Ministers from across the city addressed crime and prevention during a meeting at the True Vine E Missionary Baptist Church Thursday night.
Guests included Ivan Whitfield, Deputy Chief of the Pine Bluff Police Department, and Gerald Robinson, Jefferson County Sheriff.
The Rev. Leon Williams Sr., pastor of True Vine E, spoke to the reasons he felt compelled to get ministers and law enforcement together.
“After I saw the disaster in Colorado I was sad, but when it happened at Central Moloney it hit home,” Williams said, referring to the fatal shooting of a dozen people at Aurora, Colo., and the single homicide at Central Moloney in Jefferson Industrial Park on July 23.
“I thought, if that can happen so close…we had to do something,” Williams said.
Independent reporting for Pine Bluff & Jefferson County since 1879.
The meeting was structured to allow the sheriff and the deputy chief to speak about problems and solutions they perceived and then the floor was opened up to the ministers in attendance.
Robinson focused on drugs and the emergence of prescription drug use and sales as a large contributor to the problem.
“It’s not just the cocaine and meth anymore. It’s prescription drugs, and that’s why the sheriffs office has, or is about to, start a permanent drug drop box program that will get these drugs out of the homes,” he said.
“The kids get into their grandparents’ medicine cabinet and get the drugs and then sell them on the street,” Robinson said.
Whitfield spoke on behalf of Police Chief Brenda Davis-Jones in saying that as an organization, the police department works on many youth programs to help curb the problem of crime in the city.
“We try to reach kids early with our basketball program and other programs that reach out to get kids talking to officers and becoming accustomed to the respect of the law,” he said.
Although some of the ministers had different thoughts on how to solve the problem, an overwhelming consensus was believed that the break down in families and the loss of religion were the main issues.
“We have to get out of the church, get out of the box and get on the street to reach people,” Williams said.
The sentiment was echoed by most of the participants of the meeting that religion had been lost and it is a fundamental necessity for a community to exist peacefully.

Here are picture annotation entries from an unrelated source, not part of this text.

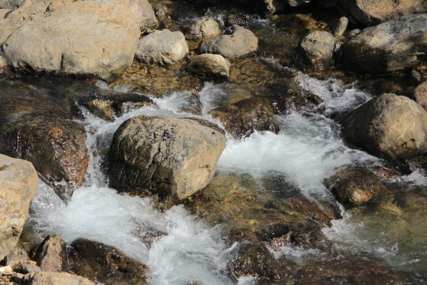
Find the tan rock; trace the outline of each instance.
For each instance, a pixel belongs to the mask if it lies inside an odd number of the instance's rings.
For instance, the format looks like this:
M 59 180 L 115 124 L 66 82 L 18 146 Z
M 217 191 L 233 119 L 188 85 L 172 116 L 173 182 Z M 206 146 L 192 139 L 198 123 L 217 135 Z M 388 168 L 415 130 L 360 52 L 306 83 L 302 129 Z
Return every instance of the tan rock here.
M 112 186 L 157 196 L 167 205 L 204 188 L 225 147 L 223 131 L 203 120 L 138 116 L 126 121 L 110 148 Z
M 0 154 L 0 260 L 17 244 L 37 183 L 31 163 Z

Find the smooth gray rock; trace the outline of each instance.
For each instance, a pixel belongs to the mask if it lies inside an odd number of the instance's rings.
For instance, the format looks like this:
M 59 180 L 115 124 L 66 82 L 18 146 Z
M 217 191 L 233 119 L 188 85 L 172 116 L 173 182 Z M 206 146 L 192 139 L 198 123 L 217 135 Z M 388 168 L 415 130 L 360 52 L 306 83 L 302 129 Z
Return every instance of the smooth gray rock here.
M 258 39 L 252 31 L 234 24 L 217 38 L 202 42 L 199 50 L 201 53 L 220 54 L 229 59 L 237 59 L 258 48 Z
M 384 94 L 346 117 L 343 133 L 349 142 L 380 157 L 417 156 L 427 151 L 427 112 L 407 97 Z
M 310 33 L 301 43 L 306 60 L 320 69 L 327 68 L 334 63 L 336 38 L 324 31 Z
M 109 156 L 112 186 L 172 206 L 211 181 L 227 140 L 204 120 L 138 116 L 114 133 Z
M 165 29 L 142 38 L 135 57 L 147 64 L 172 64 L 182 60 L 188 53 L 184 35 Z
M 360 73 L 381 74 L 414 66 L 427 52 L 427 14 L 366 28 L 342 50 L 345 67 Z

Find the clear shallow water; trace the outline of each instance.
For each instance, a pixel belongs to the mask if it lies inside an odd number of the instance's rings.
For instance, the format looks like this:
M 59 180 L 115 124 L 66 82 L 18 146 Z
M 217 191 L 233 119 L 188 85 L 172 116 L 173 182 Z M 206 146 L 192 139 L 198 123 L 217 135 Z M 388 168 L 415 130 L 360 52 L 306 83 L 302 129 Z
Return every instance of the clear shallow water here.
M 297 74 L 295 80 L 324 103 L 310 112 L 293 112 L 278 117 L 280 131 L 277 135 L 255 132 L 244 140 L 229 137 L 218 169 L 250 173 L 255 178 L 278 173 L 310 199 L 334 202 L 322 182 L 336 168 L 346 164 L 372 166 L 381 164 L 381 161 L 347 147 L 340 138 L 339 126 L 329 117 L 357 108 L 370 96 L 351 87 L 346 89 L 336 80 L 318 80 L 302 73 Z M 198 117 L 213 121 L 209 111 L 224 101 L 227 95 L 220 85 L 207 83 L 200 92 L 202 115 Z M 189 92 L 174 93 L 162 98 L 153 97 L 153 100 L 157 107 L 131 111 L 113 122 L 98 119 L 84 110 L 90 152 L 84 185 L 65 205 L 52 189 L 40 184 L 32 205 L 31 219 L 40 237 L 56 233 L 67 242 L 84 238 L 117 247 L 147 264 L 151 270 L 149 282 L 152 284 L 185 284 L 190 280 L 207 284 L 235 284 L 225 273 L 235 244 L 226 244 L 219 228 L 207 226 L 181 206 L 160 212 L 149 199 L 119 195 L 108 188 L 108 182 L 100 171 L 115 130 L 127 119 L 139 115 L 195 116 L 181 111 L 194 104 Z M 426 177 L 421 173 L 402 179 L 426 185 Z M 332 226 L 324 228 L 324 233 L 340 250 L 356 254 L 372 255 L 378 242 L 384 242 L 387 244 L 377 250 L 374 256 L 398 268 L 408 269 L 405 263 L 414 258 L 407 258 L 405 253 L 396 250 L 394 244 L 382 239 L 381 235 L 373 235 L 365 242 L 366 236 L 376 231 L 376 226 L 375 223 L 361 224 L 346 217 L 333 221 Z M 163 235 L 150 244 L 142 240 L 147 232 L 160 232 Z M 298 262 L 318 252 L 285 246 L 274 254 L 277 258 L 286 256 Z M 254 281 L 245 277 L 238 282 L 246 284 Z

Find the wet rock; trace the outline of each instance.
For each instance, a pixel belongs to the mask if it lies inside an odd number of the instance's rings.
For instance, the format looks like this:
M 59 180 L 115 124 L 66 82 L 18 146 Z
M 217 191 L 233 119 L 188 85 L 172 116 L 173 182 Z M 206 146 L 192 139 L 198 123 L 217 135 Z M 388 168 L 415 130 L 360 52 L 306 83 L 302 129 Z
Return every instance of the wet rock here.
M 182 60 L 188 53 L 188 45 L 183 34 L 165 29 L 142 38 L 135 57 L 147 64 L 172 64 Z
M 285 274 L 285 270 L 278 260 L 261 244 L 239 245 L 237 257 L 230 261 L 228 266 L 237 278 L 250 275 L 256 278 L 278 279 Z
M 48 235 L 37 249 L 33 257 L 43 271 L 67 271 L 67 251 L 65 242 L 58 235 Z
M 99 242 L 77 240 L 68 250 L 70 270 L 105 285 L 143 285 L 147 267 L 119 250 Z
M 357 205 L 381 197 L 384 191 L 380 178 L 361 166 L 344 166 L 325 180 L 325 184 L 345 204 Z
M 391 20 L 364 29 L 345 43 L 342 61 L 346 68 L 360 73 L 400 71 L 421 59 L 426 35 L 427 14 Z
M 417 103 L 427 110 L 427 81 L 424 81 L 415 88 L 414 97 L 415 97 Z
M 207 186 L 225 142 L 207 121 L 133 117 L 120 126 L 110 148 L 112 186 L 172 205 Z
M 0 260 L 16 247 L 38 180 L 31 163 L 0 154 Z
M 255 131 L 270 131 L 277 133 L 278 123 L 271 104 L 262 98 L 249 98 L 217 108 L 210 112 L 219 119 L 227 133 L 234 138 L 250 136 Z
M 21 247 L 17 246 L 4 258 L 1 263 L 5 265 L 10 265 L 15 268 L 27 261 L 28 261 L 27 251 Z
M 45 116 L 10 118 L 0 124 L 0 152 L 32 162 L 51 182 L 66 182 L 68 190 L 60 185 L 57 189 L 61 195 L 82 185 L 89 159 L 79 123 Z
M 334 30 L 334 36 L 341 36 L 345 33 L 348 26 L 348 18 L 347 17 L 341 17 L 338 20 L 335 29 Z
M 81 276 L 66 272 L 35 272 L 15 278 L 22 285 L 93 285 Z
M 340 0 L 340 3 L 365 26 L 427 12 L 427 3 L 423 0 Z
M 31 272 L 38 272 L 41 271 L 41 269 L 37 265 L 34 265 L 33 264 L 30 263 L 23 263 L 21 264 L 21 271 L 24 274 L 31 273 Z
M 214 19 L 197 20 L 190 27 L 190 35 L 197 38 L 207 38 L 221 34 L 220 24 Z
M 230 66 L 230 61 L 220 54 L 204 54 L 192 59 L 187 69 L 201 78 L 210 80 L 228 78 Z
M 427 150 L 427 112 L 407 97 L 384 94 L 343 120 L 343 134 L 355 145 L 391 160 Z
M 250 30 L 234 24 L 221 36 L 207 40 L 199 46 L 202 53 L 218 54 L 232 59 L 253 52 L 258 48 L 258 39 Z
M 24 22 L 3 50 L 16 71 L 111 80 L 132 64 L 140 33 L 126 5 L 77 1 Z
M 336 38 L 327 31 L 316 31 L 307 35 L 301 43 L 306 60 L 320 69 L 334 64 Z

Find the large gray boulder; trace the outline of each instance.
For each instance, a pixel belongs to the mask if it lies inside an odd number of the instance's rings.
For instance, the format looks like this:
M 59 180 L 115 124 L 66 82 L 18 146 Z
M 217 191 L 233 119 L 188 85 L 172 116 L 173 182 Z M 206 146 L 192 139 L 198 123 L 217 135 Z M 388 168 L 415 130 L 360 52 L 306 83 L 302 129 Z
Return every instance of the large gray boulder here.
M 427 2 L 424 0 L 340 0 L 340 3 L 365 26 L 427 12 Z
M 427 52 L 427 14 L 391 20 L 364 29 L 342 47 L 347 69 L 384 73 L 417 64 Z
M 413 100 L 384 94 L 343 121 L 344 136 L 380 157 L 402 160 L 427 151 L 427 112 Z
M 301 48 L 308 63 L 320 69 L 327 68 L 334 63 L 334 51 L 336 41 L 329 32 L 316 31 L 303 38 Z
M 22 285 L 93 285 L 84 277 L 66 272 L 33 272 L 15 279 Z
M 147 64 L 172 64 L 182 60 L 188 53 L 184 35 L 165 29 L 142 38 L 135 57 Z
M 17 71 L 108 79 L 130 66 L 140 34 L 139 23 L 126 5 L 77 1 L 24 22 L 7 38 L 3 50 Z
M 0 154 L 0 260 L 16 247 L 37 182 L 31 163 Z
M 220 54 L 229 59 L 237 59 L 258 48 L 258 39 L 252 31 L 234 24 L 217 38 L 204 41 L 200 44 L 201 53 Z
M 110 148 L 111 184 L 167 205 L 204 188 L 225 147 L 223 131 L 203 120 L 138 116 L 126 121 Z

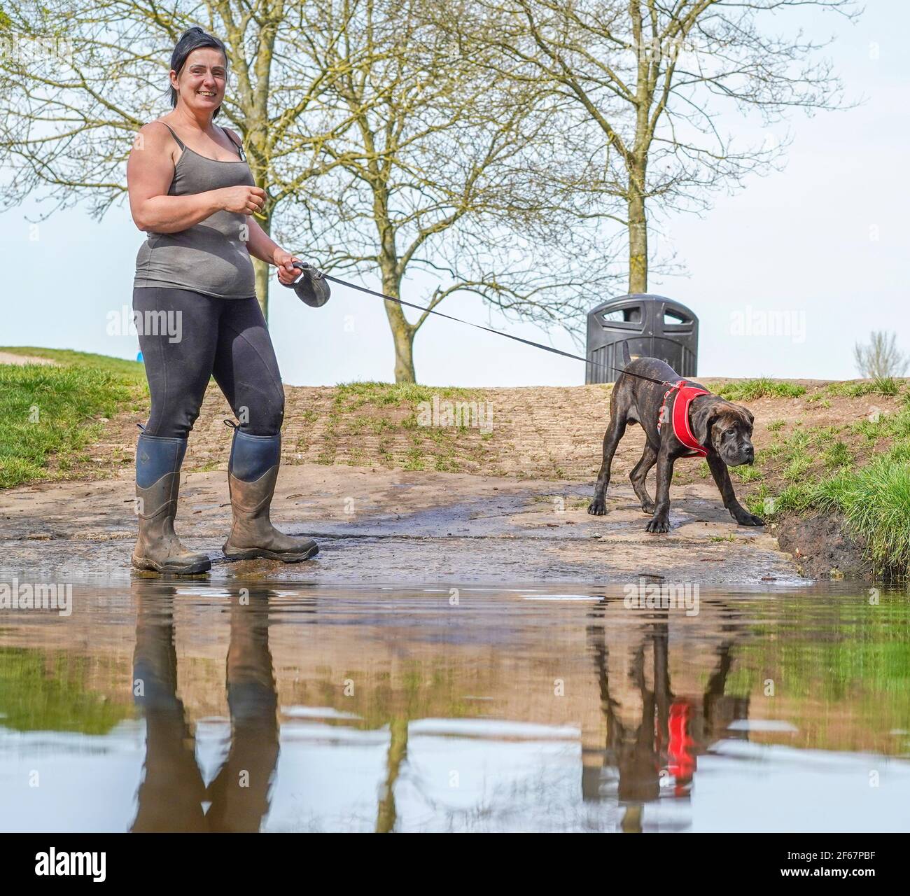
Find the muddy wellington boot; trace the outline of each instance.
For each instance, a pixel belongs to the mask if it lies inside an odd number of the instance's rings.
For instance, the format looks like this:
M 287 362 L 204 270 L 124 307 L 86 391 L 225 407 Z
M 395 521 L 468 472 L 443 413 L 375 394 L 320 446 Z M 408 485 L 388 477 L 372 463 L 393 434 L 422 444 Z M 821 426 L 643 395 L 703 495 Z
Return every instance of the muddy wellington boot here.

Robinson took the microphone again as some ministers debated the issues.
“You know your church members and they know someone who needs help, and so you (pastors) should reach out to your congregation and they can help with those that need it,” he said.
Robinson made a point using the famous saying of the character, McGruff the Crime dog.
“We should all take a bite out of crime, even if it means affecting only one person or one child,” he said.
“It wasn’t take on the whole thing, just a bite, and that’s what we have to do is not try to solve it all at once but just a bite at a time,” he said.